The General Data Protection Regulation (GDPR) restricts the transfer of personal data outside the European Union. The restrictions may affect a broad range of businesses including those using, for example, online IT services, cloud-based services, remote access services or global HR databases.

Important: The GDPR remains in force in the UK during the Brexit transition period, scheduled to end on 30 December 2020. Until then, personal data will be able to flow freely and unrestricted between the UK and the EU. The UK government has said that transfers of data from the UK to the European Economic Area (EEA) will not be restricted after the transition period ends.
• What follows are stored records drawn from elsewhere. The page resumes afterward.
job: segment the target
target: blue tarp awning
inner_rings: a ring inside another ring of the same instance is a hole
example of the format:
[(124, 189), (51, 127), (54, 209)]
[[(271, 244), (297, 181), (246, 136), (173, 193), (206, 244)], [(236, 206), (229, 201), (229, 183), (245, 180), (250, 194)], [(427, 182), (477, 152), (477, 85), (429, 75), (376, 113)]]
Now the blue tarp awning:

However, from 1 January 2021, GDPR transfer rules will apply to any data coming from the EEA into the UK. You need to consider what GDPR safeguards you can put in place to ensure that data can continue to flow into the UK. See more on Brexit: Data protection and EU exit.
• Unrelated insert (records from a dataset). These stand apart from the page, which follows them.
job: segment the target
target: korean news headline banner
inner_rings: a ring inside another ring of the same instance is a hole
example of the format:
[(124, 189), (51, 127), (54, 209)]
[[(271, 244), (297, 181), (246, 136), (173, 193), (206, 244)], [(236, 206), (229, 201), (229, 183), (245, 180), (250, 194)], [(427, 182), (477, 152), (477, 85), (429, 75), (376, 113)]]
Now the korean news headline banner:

Conditions for cross-border transfers

Under current regulations, transfer of personal data into a non-EU country or territory is possible if:

  • the recipient's country is deemed to provide an adequate level of data protection - see GDPR adequate countries list
  • you put in place appropriate safeguards before exporting your data
  • standard contractual clauses apply - see more on model clauses
  • binding corporate rules (BCRs) apply and are approved - see more on BCRs
  • you adhere to approved industry codes of conduct and certification schemes
  • ad hoc safeguards apply
  • a specific derogation applies

In a no-deal Brexit scenario, UK businesses may need to rely on one of these mechanisms in order to continue lawfully transferring personal data from the EU into the UK. The flow of data from the UK into the EU is expected to remain unaffected.

Data transfer derogations

Specific exemptions, or derogations, for data transfers apply when:

  • the data subject explicitly consents to the transfer (and is aware of the risks)
  • the transfer is needed for the performance of a contract
  • the transfer is deemed necessary for reasons of public interest
  • the transfer is necessary in relation to a legal claim
  • the transfer is necessary to protect the data subject's vital interests (eg their life)
  • the transfer is made from a public register established by law in the European Union or a member state
  • the transfer is necessary for the 'legitimate interests' of the data controller

Find more information on international data transfers under the GDPR.
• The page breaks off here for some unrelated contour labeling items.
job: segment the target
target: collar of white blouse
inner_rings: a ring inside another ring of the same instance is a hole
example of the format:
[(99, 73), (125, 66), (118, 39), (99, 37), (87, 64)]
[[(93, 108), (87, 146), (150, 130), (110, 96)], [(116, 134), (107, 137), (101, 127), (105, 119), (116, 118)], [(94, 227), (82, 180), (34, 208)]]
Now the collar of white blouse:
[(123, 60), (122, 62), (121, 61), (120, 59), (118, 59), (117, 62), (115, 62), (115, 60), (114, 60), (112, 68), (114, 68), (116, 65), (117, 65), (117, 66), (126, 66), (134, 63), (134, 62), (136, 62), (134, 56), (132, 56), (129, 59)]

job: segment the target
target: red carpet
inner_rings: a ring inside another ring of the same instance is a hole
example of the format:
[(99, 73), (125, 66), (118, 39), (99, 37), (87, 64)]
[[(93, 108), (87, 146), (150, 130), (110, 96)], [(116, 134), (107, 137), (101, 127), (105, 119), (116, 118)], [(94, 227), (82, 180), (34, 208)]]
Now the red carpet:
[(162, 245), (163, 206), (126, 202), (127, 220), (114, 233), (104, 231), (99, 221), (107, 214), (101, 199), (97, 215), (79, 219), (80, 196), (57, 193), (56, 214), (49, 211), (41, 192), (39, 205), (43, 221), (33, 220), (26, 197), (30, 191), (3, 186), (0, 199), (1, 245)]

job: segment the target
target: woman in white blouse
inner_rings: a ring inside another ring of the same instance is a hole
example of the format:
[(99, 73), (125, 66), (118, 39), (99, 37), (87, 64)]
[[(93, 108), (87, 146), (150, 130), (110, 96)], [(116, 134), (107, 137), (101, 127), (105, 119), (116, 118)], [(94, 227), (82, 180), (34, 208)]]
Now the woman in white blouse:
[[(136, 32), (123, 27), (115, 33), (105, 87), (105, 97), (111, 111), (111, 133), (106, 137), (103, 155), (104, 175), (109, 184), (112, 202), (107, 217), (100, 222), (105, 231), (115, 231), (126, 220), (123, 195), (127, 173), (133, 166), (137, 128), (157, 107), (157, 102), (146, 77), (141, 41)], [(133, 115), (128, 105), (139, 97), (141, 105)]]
Problems accessing personal data from outside the UK

To mitigate against the possible cross-border transfer restrictions, you should:

  • consider the impact of Brexit on the flow of personal data in and out of your business
  • establish clear rules for data processing throughout the supply chain
  • carry out due diligence and negotiate compliant data sharing / processor agreements
  • incorporate EU model clauses if appropriate
  • identify appropriate safeguards that would allow you to continue transfer data across the EEA borders

Find ICO's data protection and Brexit resources to help you prepare for data compliance after Brexit.

Data processing contracts

Whether the transfer takes place within or outside Europe, the rules on sharing data with other organisations (eg suppliers) are stringent. This is also the case if you share data with processors.

Under the GDPR, data controllers can only work with data processors if they can provide sufficient guarantees that they meet the regulation's requirements.

The GDPR sets out specific terms that you must include in your contract with a data processer, if you give them access to personal data. These terms should ensure that the processor:

  • processes only the personal data on your documented instructions
  • gets your written consent before engaging any sub-processors
  • ensures that only authorised personnel (subject to confidentiality) can access the data
  • deletes or returns all personal data upon completion of the processing
  • takes all appropriate technical and organisational measures to ensure compliance with the GDPR obligations
  • makes available all information necessary to demonstrate compliance
  • cooperates fully with audits, inspections, and similar actions

You will have to take full responsibility for proper and secure handling of personal data. See more on contracts and also liabilities between controllers and processors.

This guide aims to help you understand GDPR and your obligations under the law, but it does not constitute legal advice. For definitive legal guidance, see the ICO's guide on GDPR or consider getting independent legal advice.